As the 2024 election approaches, opposition parties are quietly confident that they can, if they somehow co-operate without losing their individual identities, push the governing ANC out and take power in the national parliament.
It’s ambitious, to say the least. Underestimating the power of the ANC election machine is a sure way of inflicting pain on yourself, and SA voters are incredibly hard to move. The opposition parties so far gathered into DA leader John Steenhuisen’s moonshot pact — now the “equal partnership” that calls itself the Multi-Party Charter (MPC) — gathered just 27.4% of the vote in the 2019 election to the ANC’s 57.5% and EFF’s 10.8%.
Back then the parties now in the MPC were the DA, the IFP, the FF+ and the ACDP. They have been joined since forming the charter by Herman Mashaba’s ActionSA and three other smaller parties that will struggle to get much support in 2024.
But ActionSA is a breakaway from the DA and appears to measure success in local elections by the extent to which it weakens the DA, so it is hard to understand how its addition might expand the vote of the charter group overall, despite the fact that it has a popular African leader. If anything, by splitting what might have been the DA vote in an area it might strengthen the ANC.
But this is politics, and the permutations ahead of an election are impossible to compute, especially with coalitions on the table. If it is any help, the closest call before the May 8 2019 election was made by Intellidex (now called Krutham) a few days out, from a poll of polls.
It got both the ANC and the DA votes almost exactly right. An Ipsos poll done between March 22 and April 17 called the ANC vote with great accuracy but wildly underestimated the final DA vote. Most of the polls run in the second half of 2018 underestimated the final ANC vote by some margin.
That may be where we are now, with poll after poll this year predicting that if an election were held at the time of the poll the ANC vote would fall below 50% nationally. But if history is a reliable guide the governing party should strengthen in the coming months despite the economic hardship it has brought upon the country. So it may not fall below 50% after all, and if it does it could be by just a little. At 46%, which would be a huge fall, the ANC still has lots of options.
At the top of the list would be the EFF, which some analysts see as a natural partner to the ANC. I think they overestimate the ties between the two. That said, if it were desperate enough to stay in power the ANC is capable of agreeing to almost anything that guarantees it. An EFF premier for the Free State? Julius Malema as foreign minister?
We don’t know, and the fact that the DA is in a pre-election alliance of a sort with other like-minded centre-right parties doesn’t mean it wouldn’t jump if the ANC offered it a grand coalition. Not everyone in the DA leadership thinks Steenhuisen’s MPC is a fine idea. They fear that at some stage the pressure to include Gayton McKenzie’s ultra-populist PA in it is going to become more than intense.
But at 46% the ANC could also do business with about eight small parties with less than 0.5% of the vote and one or two MPs each.
Increasingly, wise political heads like Corné Mulder, chief whip of the FF+, which will also fight the DA for the Afrikaner vote, try to crystallise the challenge for the opposition to just one number. If they get there, they “win” in the sense that they may be safe to nominate the next president.

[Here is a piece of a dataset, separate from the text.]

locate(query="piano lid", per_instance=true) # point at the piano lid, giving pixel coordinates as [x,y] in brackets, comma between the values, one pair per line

The number is 210 — the seats the “good” opposition need to install a president, or indeed a speaker. There are 400 seats in parliament. Right now the ANC has 230, the EFF 44. To get their combined total below 200 they would have to lose at least 37 seats, and the MPC and a few non-members of it would need to gain them.
That is just an enormous job, and in all honesty it is hard to see it happening, however dire our circumstances. If it does, it could be thanks to smaller new parties like Songezo Zibi’s Rise Mzansi, or former DA leader Mmusi Maimane’s Bosa, working the rural ANC base beyond media reach.
Privately Zibi, a former editor of this newspaper, is confident of a good result. He believes north of 5% of the national vote is a real possibility. That would give Rise Mzansi about 20 MPs, a remarkable result the first time out if he can find the funding to get people out on the day. It’s worth listening to him, because the voters he is talking to have been, thus far, diehard ANC.
The problem opponents of the ANC have in 2024 is not only its formidable election machine. It is the parties themselves. Faced with the prospect of some big funders parachuting a candidate of their own into their midst, they have chosen to declare they will do the 2024 election the old-fashioned way — as separate parties that will talk to each other about a coalition afterwards.
But expecting an extraordinary kill while hunting their prey with antiquated ideas is like doing the same thing over and over and expecting a different result. It’s madness, but it’s what they want. Parties always and everywhere put themselves first, and I’m afraid we’re in for more of the same next year.
• Bruce is a former editor of Business Day and the Financial Mail.